Completed Auditing for : baseTable3
[Wed Dec 27 05:38:49 UTC 2017] INFO: Updating the job keeper...
Each file in the dataframe starts with the line: JobID and ends with: INFO: Updating the job keeper...
I have data of all the files in a single dataframe(fileDF). Now I am unable to come up with a solution of how to read the data from it.

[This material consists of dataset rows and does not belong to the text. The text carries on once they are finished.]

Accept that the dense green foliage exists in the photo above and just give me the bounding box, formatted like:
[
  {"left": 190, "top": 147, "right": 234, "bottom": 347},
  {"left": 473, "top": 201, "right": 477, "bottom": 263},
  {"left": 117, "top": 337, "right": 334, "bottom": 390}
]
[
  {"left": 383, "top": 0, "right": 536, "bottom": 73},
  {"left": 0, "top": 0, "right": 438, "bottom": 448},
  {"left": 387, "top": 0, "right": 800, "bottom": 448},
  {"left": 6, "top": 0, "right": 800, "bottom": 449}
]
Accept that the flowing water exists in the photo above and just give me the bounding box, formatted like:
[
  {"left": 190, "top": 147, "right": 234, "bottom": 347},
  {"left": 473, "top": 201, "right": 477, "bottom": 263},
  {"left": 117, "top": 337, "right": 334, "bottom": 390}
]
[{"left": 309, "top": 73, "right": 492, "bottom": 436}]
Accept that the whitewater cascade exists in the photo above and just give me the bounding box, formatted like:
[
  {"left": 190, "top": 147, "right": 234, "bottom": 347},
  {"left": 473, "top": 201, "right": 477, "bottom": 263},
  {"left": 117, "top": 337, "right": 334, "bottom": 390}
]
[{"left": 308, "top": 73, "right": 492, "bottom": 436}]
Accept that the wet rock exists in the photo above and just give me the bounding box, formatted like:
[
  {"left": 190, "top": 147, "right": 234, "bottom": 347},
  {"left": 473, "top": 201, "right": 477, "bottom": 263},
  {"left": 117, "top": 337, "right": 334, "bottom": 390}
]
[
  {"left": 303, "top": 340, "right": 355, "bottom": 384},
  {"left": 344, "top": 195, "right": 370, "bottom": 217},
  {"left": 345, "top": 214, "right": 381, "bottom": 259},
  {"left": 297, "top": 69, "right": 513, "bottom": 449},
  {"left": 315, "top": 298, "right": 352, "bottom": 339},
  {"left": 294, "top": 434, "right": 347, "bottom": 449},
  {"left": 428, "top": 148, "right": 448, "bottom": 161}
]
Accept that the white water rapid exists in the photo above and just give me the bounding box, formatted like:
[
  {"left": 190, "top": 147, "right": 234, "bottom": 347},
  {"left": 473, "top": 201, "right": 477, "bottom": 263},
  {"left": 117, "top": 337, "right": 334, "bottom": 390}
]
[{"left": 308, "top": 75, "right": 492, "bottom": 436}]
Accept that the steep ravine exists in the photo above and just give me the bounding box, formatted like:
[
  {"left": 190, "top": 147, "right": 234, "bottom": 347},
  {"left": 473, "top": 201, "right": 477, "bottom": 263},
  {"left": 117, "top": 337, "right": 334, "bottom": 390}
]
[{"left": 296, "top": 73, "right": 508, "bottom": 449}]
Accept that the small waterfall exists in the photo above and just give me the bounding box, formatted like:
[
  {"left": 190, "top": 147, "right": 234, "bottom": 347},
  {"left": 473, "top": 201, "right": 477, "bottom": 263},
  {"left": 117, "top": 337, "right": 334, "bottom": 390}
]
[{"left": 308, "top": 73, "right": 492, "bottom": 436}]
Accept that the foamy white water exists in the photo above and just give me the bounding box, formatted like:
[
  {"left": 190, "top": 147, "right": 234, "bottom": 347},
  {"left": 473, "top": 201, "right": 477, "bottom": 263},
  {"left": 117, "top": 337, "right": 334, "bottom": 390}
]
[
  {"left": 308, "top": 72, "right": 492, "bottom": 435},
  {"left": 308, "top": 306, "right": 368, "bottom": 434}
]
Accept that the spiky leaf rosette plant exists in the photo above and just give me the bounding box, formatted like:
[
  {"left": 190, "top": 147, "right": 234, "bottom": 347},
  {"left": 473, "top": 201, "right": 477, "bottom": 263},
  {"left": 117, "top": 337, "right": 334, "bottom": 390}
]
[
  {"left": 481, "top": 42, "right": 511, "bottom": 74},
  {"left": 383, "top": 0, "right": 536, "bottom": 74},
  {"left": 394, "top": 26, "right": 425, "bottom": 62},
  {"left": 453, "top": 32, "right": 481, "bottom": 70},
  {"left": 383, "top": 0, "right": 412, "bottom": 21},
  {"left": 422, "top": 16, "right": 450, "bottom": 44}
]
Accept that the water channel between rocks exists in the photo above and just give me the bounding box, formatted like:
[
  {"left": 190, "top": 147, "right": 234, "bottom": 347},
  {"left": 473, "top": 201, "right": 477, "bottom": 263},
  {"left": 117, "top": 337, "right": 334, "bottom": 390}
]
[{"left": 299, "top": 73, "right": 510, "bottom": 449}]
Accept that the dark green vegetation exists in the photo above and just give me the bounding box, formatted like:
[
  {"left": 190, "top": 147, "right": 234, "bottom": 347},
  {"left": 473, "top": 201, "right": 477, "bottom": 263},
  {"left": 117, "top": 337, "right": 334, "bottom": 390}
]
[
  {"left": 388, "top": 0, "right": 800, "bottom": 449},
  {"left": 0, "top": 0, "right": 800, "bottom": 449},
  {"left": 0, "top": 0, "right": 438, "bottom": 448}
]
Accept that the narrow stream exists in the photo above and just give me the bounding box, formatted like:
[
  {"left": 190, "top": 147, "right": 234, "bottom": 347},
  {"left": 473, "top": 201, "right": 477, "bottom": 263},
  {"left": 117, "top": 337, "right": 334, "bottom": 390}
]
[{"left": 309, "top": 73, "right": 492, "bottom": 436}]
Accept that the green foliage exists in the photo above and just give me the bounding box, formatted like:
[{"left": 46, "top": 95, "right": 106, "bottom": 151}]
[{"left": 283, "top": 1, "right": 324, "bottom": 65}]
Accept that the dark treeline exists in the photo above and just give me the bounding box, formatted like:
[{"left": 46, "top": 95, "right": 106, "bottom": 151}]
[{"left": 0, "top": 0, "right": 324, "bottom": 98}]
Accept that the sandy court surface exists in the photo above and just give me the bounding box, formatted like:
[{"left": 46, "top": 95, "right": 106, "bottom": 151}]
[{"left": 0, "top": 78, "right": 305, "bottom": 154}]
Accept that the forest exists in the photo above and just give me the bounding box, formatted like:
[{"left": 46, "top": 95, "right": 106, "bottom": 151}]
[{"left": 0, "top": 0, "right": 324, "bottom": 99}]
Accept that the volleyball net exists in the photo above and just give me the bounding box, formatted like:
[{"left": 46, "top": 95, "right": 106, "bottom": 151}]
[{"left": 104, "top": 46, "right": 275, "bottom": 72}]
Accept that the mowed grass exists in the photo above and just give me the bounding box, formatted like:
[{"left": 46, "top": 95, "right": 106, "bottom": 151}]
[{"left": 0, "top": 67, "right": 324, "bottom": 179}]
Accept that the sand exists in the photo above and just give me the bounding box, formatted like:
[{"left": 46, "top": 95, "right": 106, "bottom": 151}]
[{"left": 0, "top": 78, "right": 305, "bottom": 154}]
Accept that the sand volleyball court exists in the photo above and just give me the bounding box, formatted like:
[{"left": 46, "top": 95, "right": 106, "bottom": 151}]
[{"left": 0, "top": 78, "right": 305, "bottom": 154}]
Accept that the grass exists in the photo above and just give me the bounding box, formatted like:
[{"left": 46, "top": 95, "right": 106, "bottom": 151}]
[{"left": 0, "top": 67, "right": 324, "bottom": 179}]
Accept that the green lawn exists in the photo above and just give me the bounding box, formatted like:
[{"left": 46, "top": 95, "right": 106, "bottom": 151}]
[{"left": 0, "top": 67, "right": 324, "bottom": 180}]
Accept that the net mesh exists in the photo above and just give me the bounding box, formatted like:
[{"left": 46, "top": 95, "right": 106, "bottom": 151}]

Is there a way I can split the dataframe into three different dataframes (one for 'Error', 'Success', 'Failure' or Is there any better way where I can create three different dataframes for each status without loading all of them into a single Dataframe. Another case would be reading the files using Scala and then prepare the files with corresponding content and then load them into Spark to take further action.
Could anyone let me know the efficient way of dealing this situation.